The Origins of Observability Signals

Profiling a Profiler

Around 2012 and 2013, we started looking at ways to optimize the recording and playback of episodic machine memories, a challenge in tuning an instrument already used to profile and optimize many other low latency software systems. How do you profile the best profiler for a particular programming language without dropping down to another lower layer in the computing stack? You shift from using the same measuring techniques of the existing instrument – moving away from timing to counting in another cheaper form. The timing of timing, or the timer, is not practical or very productive in the long run. Invariably you end up changing code at particular points in the source, hoping the benchmark results look better – very much trial and error.

Performance Predictors

The alternative is to look for predictors of performance in the code and then figure out how to capture such predictors cheaply without perturbing the system’s performance under observation. At the time, we chose to reference these predictors of performance as a Signal and the functions, the hierarchical scope of execution they occurred within, as a Boundary. Eventually, the range of what a signal referred to came to include both Operation and Outcome, not just any Phenomenonon, only those of particular significance.

Counting Probes

To explain what we initially deemed a signal, we assume you know of a Map – a popular programming data structure. A Map has two necessary operations – Get and Put. The Get function takes a key as an argument and returns a value mapped within the data structure by a previous associative put operation. Unless a Map has a backing store with some form of distributed memory cache, both operations will execute extremely fast, well below the resolution of a clock timer. The execution timing here is pretty much ineffective unless either operation is performed a large number of times within a single period. Counting an operation on a Map is far cheaper than timing, but it only makes sense in some other enclosing execution scope. What other things can we count? Well, we could measure the outcomes. The outcome for a Map::Get operation can be either a SUCCEED or FAIL. Tracking the outcome of a Map::Get function can be helpful and is commonly done when a Map is in effect a cache. But again, such a count would be far more useful within the scope of another operation. We can’t be sure that a particular outcome changes the lookup operation’s performance, but that is not to say it is not helpful to know and associate with other counts.

Under the Hood

We need to peek below the surface of the Map::Get function. In what way can the performance of the Map::Get function deviate from expectations? The hashing of the key parameter within the function call is something that is always done. Variance only ever enters the cost equation when the hash lands at an address with multiple possibilities, and each one needs to be evaluated. The larger the number of collisions and the positioning of our key within the list dictates the amount of relatively expensive comparison operations performed. The signal we are looking for is the count of key comparisons; anything above one is unexpected (in most cases). Not finding a matching key, and in turn, value, after scanning a list of possibilities, merely adds salt to the wound. If a Map uses open addressing, then for the Map::Put operation, the number of slots would determine the number probed before a free one was found. A far more expensive outcome of a Map::Put operation would be resizing the underlying storage array; here, the number of existing elements dictates the cost. So it is not enough to have a signal, say RESIZE; we also need a signal strength representing the size of the Map. Signaling here on resizing with the existing capacity is as cheap as it gets for observability.
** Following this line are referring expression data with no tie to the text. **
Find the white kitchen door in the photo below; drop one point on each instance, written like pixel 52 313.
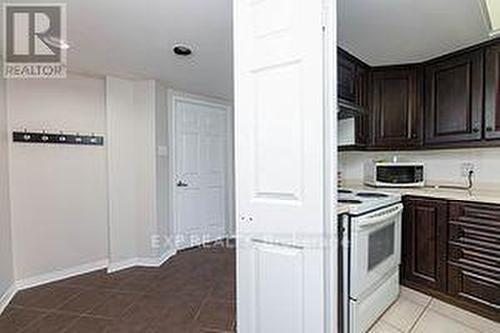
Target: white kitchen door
pixel 283 120
pixel 200 177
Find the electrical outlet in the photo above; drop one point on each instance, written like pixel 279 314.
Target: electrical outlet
pixel 467 167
A Million Meaningless Metrics

An observability engineer might consider turning the RESIZE signal and strength into a counter metric. Still, considering how prevalent instances of Map are within most enterprise application spaces, it would be meaningless and noisy at the aggregated process level. Here is where scoping by way of nested call boundaries helps, much like a trace. But let’s suppose our naive engineer ignored this and decided to give a unique name to every map instance and, in turn, signal metric – this is pretty much where we are with metrics today. We’ve millions of uniquely named metrics that have similar suffixes (or shapes) in some cases. The signal is now completely buried within a namespace. It is impossible to know whether including the term “resize” within a metric pertains to an underlying Map data structure. We have effectively untyped the source, signal, and strength. And because of this, we are now unable to abstract the type into more meaningful semantic models of such things as Service, Resource, or Scheduler.

Head Down in Details

Our current approaches to observability, such as metrics, logging, and tracing, have resulted in semantic blindness through a down in the details big data mindset, wherein an architect believes s/he could simplify all business workflow code by treating (abstracting) all entity and process interfaces as just another glorified Map interface with put and get operations acting as both property and function operators. With such framing, a method dispatch becomes another Map operation with the get method being used for functions and the set method for operations. In the Observability space, far more operationally meaningful concepts such as Context, Environment, Name, Service, Resource, Scheduler, Signal, and Status are being lost to a generation of site reliability engineers (SRE) in favor of arbitrary instances of Number (counter, gauge, timestamp) and String (name, trace id, span id).

Rethinking Observability

We’re not advocating for the complete abandonment of metrics and events toolkits. What we believe to be an industry-wide failure is the bottom-up approach we have taken with such kits. Instead, such yesteryear observability collectors should become consumers, via a plugin interface, to more semantically rich toolkits like OpenSignals. Instrumentation code added into an application codebase should not be interacting with metric, trace, or log event, but instead service, resource, scheduler, and related signals and states.